Should you miss out on the peak you wish, there is nothing wrong with sharing with another group. You'll get the chance to hike with like-minded individuals and can make some future hiking buddies. 

Our goal is simple. Cover the 48 peaks with flags and get everyone down safely. As a bonus, I would like to see pictures from all 48 peaks this year. Don't forget your cameras. 

Thanks go to all the hikers that commit to this memorial. I wish I could shake all your hands but unless you are on my peak, that will be impossible. Hopefully for the 10th year anniversary, we can put some screen names with faces. 

Remember, next years event falls on a SUNDAY Septemeber 11th, not a Saturday. We only switch to Sunday when the 11th falls on that date. The following year, it will return to a Saturday.


----------



## SilentCal (Jul 12, 2010)

36 peaks taken in two hours.   Not too bad and still some nice peaks out there to grab.


----------



## SilentCal (Jul 13, 2010)

There was a very short glitch in the system to start signups at 6:00pm.   It lasted only a minute and signups started at 6:01.

I'm not having any trouble with the signup form.   Should anyone wish to signup and still have trouble,  Please forward me a pm with your name that you would like visable and your e-mail and I can sign you up manually from my end.   

As of now there are 9 orphaned peaks still out there:
Cabot
Middle Carter
Galehead
Hale
Isolation
North Kinsman
Tecumseh
Wildcat A 
Wildcat D

Thanks for everyone who has grabbed a peak.   This is all done on a volunteer basis and it's really nice to see so many people donate time and effort to this cause.  Really -THANK YOU!


----------



## Johnskiismore (Jul 13, 2010)

Signed up for Mount Hale


----------



## SilentCal (Jul 19, 2010)

Thanks John!

Three peaks left:

Cabot
Galehead
Wildcat A


----------



## SilentCal (Sep 2, 2010)

We have had two peaks that have had cancellations on them. 

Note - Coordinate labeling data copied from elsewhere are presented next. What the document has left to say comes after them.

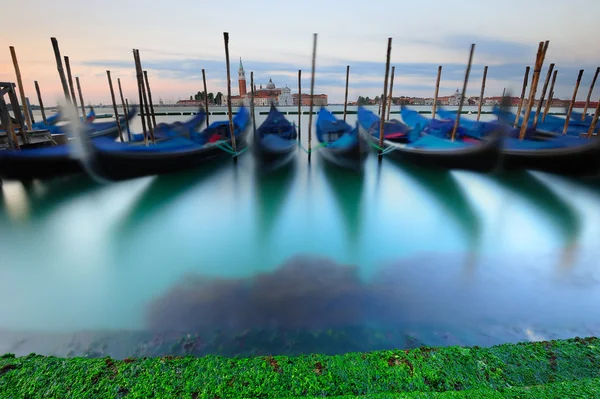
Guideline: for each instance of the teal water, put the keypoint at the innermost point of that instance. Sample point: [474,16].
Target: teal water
[493,258]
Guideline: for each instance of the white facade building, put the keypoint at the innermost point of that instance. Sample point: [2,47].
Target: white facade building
[285,98]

Carter Dome and Wildcat D. 

I am unable to contact the "other hikers" listed under those peaks to see if they can ensure that the peaks are covered. 

If there is anyone out there that can help, Please PM me, reply here or send an email to : contact@flagsonthe48.org. 

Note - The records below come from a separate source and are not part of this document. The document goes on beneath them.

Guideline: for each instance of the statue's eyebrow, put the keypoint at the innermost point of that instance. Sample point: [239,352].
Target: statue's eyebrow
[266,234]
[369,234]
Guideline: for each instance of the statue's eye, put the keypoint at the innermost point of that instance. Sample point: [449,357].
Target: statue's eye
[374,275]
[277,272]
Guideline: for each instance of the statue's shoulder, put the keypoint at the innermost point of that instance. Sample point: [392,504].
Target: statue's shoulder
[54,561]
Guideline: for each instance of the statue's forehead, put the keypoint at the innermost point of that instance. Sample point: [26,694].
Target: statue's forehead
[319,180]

We are keeping an eye on Tropical Storm Gaston as well

Thanks
Silentcal


----------



## SilentCal (Sep 15, 2010)

We are looking for comfirmation of Flags making it to the summits of:

Moosilauke
South Kinsman
South Hancock
East Osceola


I would like to take the time to thank everyone who participated this year.   You volunteers make this event truly special.

I'd also like to thank everyone who sent messages to my wife and I as we deal with the death of our daughter.   We have a long road ahead but I'm thankful to have a great bunch of friends to help pick us up.


----------



## Greg (Sep 15, 2010)

Oh gosh. So sorry for your loss, SilentCal.


----------



## SilentCal (Sep 16, 2010)

100 % coverage is now CONFIRMED!   Awesome job!

---------------------------------------------------------------------
Just some information for everyone out there. 

Flag Day June 14th 2011, Reminders of the event will be posted around the web. 

Monday July 11th 2011 at 6:00 pm. Signups will open for ALL peaks. 

If you would like to pre-register for the alternate access peaks of Cannon, Washington or Wildcat D, that window will be open from June 14th to July 11th and information on how to do that will be posted on June 14th. 


SUNDAY September 11th 2011 is the date for next year's event. The event will not be on a Saturday next year. When the 11th falls on a Sunday, it will be held on that day. It will go back to a Saturday in 2012. 


I personally would like to thank all the volunteers who over the last nine years have made this event a success. Hopefully we will be blessed with great weather for next years's event. 

Thanks everyone


----------



## Mildcat (Sep 19, 2010)

I can't even put to words how sorry I am for your loss SilentCal. I can't even imagine what you and your wife must be going through.


----------